Introducing Photography Techniques: Some Basic Vocabulary for Teaching Kids How to See
There's obviously much more to photography than the few aspects described here, but introducing the basics will teach the kids a fundamental understanding of how to think before taking a picture. This introduction will also give you a platform to move further into the aesthetics with older kids.
If you have already had kids taking pictures while introducing the camera and the camera's basic features, you have been stressing the importance of looking, seeing the big picture and making conscious decisions. Now you're ready to get into the core decision factors: angle, pan, distance, level, focus and framing.
By the way, it's important to use this common photographic vocabulary rather than apparent synonyms that have emotional connotations. Focus should be described as soft or sharp, for example, not "strong" or "hazy." Why? Because those kinds of words more closely describe the emotional effect of the finished photo, not the conscious decision-making process that went into creating the effect. You should explain this concept to the kids and get them comfortable with using the accepted terms of art so that everyone has a common vocabulary. Emphasize that before taking pictures, one must make conscious decisions.

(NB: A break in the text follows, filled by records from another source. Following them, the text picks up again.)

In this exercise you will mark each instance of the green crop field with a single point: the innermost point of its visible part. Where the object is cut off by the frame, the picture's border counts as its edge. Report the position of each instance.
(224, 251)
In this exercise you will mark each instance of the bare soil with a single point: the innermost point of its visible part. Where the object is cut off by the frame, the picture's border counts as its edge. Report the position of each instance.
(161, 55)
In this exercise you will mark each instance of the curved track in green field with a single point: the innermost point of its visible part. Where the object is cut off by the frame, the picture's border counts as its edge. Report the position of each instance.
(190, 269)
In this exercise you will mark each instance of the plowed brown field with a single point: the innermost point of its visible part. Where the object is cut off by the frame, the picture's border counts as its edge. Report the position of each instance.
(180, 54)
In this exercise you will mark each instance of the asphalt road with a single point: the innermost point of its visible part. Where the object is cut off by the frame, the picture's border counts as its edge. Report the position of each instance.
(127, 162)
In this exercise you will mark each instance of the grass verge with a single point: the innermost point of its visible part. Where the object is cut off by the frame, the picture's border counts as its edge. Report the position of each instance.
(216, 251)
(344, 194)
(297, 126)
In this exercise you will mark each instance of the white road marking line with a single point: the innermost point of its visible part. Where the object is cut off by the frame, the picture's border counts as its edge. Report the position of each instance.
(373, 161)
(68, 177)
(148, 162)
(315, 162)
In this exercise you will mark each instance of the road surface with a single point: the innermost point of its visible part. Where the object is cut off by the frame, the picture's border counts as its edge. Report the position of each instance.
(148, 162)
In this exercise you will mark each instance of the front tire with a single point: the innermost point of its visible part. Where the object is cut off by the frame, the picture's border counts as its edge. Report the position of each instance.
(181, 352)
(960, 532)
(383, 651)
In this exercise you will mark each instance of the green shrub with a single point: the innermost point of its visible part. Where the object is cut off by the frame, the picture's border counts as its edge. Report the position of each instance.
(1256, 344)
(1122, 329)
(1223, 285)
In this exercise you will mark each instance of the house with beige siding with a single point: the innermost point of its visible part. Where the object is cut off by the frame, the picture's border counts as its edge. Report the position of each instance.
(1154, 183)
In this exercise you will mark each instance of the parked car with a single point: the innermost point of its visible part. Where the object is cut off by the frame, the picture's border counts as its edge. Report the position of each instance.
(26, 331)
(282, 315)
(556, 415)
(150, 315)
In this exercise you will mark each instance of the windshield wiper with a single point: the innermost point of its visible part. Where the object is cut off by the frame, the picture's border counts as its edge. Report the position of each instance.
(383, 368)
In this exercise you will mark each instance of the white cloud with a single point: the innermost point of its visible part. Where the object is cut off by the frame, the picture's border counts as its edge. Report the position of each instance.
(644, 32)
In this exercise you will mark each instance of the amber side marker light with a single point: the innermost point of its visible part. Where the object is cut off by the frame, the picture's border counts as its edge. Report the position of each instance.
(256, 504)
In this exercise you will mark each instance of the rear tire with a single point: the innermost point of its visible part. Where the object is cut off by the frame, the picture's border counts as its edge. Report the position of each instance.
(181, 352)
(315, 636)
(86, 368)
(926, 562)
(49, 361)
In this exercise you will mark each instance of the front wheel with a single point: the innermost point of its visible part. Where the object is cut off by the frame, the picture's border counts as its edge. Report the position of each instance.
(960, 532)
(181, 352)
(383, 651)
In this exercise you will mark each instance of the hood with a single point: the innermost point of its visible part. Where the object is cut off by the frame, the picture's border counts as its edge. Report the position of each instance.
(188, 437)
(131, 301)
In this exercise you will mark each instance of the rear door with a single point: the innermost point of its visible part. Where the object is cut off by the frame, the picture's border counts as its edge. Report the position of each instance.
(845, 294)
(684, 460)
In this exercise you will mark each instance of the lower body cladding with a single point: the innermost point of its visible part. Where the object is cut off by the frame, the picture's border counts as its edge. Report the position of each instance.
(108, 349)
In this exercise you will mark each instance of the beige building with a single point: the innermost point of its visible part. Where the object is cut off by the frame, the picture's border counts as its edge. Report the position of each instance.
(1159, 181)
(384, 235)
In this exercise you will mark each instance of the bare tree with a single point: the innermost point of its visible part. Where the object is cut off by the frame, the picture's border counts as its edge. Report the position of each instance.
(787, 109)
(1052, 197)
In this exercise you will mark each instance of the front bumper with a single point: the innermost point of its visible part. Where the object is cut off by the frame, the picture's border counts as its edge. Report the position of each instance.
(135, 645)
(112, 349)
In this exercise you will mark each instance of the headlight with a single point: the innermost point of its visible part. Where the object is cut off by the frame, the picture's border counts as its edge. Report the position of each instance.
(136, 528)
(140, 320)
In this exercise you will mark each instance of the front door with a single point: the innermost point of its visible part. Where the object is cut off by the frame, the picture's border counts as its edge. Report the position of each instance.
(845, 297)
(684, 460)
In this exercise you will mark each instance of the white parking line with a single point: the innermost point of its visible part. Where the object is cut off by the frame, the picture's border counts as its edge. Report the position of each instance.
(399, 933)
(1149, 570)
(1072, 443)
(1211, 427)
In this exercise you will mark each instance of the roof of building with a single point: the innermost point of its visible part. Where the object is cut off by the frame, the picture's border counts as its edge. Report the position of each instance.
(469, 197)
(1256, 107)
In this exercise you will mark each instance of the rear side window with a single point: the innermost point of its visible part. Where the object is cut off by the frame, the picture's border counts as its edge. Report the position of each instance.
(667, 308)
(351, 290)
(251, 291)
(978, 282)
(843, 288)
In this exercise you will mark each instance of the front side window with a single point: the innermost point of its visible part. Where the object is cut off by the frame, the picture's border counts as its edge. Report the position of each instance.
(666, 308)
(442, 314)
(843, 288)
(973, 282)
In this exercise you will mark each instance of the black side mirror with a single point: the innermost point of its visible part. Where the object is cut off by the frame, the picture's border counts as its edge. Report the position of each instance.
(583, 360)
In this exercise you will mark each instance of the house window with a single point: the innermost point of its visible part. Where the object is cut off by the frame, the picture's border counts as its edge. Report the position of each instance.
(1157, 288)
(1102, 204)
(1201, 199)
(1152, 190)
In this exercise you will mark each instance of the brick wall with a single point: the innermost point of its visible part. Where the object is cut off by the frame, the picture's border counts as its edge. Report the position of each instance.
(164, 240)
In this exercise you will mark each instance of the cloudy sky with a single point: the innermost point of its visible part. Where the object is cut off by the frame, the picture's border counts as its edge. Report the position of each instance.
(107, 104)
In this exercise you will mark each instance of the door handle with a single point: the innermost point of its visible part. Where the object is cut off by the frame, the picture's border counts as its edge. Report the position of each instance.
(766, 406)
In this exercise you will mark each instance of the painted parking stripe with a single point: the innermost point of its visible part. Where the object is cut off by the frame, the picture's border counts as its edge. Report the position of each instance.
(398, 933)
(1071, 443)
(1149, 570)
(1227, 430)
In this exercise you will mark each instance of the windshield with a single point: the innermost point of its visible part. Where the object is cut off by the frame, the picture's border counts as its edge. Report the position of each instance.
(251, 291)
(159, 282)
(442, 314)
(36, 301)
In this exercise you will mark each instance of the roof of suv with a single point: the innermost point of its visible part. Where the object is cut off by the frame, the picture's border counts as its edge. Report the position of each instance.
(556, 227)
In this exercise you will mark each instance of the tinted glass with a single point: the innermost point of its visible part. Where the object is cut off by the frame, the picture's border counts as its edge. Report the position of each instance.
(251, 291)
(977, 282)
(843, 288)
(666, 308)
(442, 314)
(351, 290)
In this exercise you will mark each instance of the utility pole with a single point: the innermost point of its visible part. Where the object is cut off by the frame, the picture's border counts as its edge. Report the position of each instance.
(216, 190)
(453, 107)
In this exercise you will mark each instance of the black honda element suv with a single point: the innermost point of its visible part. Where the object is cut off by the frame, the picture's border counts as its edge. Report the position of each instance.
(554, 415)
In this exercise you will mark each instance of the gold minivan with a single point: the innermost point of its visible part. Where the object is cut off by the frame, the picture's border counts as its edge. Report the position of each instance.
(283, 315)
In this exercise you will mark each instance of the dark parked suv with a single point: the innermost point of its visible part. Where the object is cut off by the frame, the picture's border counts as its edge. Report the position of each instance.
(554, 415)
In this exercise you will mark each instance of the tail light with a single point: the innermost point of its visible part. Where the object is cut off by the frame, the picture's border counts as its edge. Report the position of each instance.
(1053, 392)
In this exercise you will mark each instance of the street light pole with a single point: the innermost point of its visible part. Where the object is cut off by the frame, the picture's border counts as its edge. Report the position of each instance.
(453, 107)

We recommend introducing just one technique a day and letting kids practice, but you may want to make adjustments depending on your session schedules, the age of your kids and the scope of your program. Start by showing some photos from books of photography, especially any that reflect themes you are working on in your classes. Spend a few minutes discussing what some of the photos communicate or what they inspire the kids to think about. Do this every day as part of your photography lesson.
Most important, remember to teach the skills as part of a project. Introduce a skill, then do part of the project that uses it (or that does not need more advanced skills). You must introduce techniques slowly and then practice them, and that practice should always be in the context of an inquiry-based project in order to be meaningful.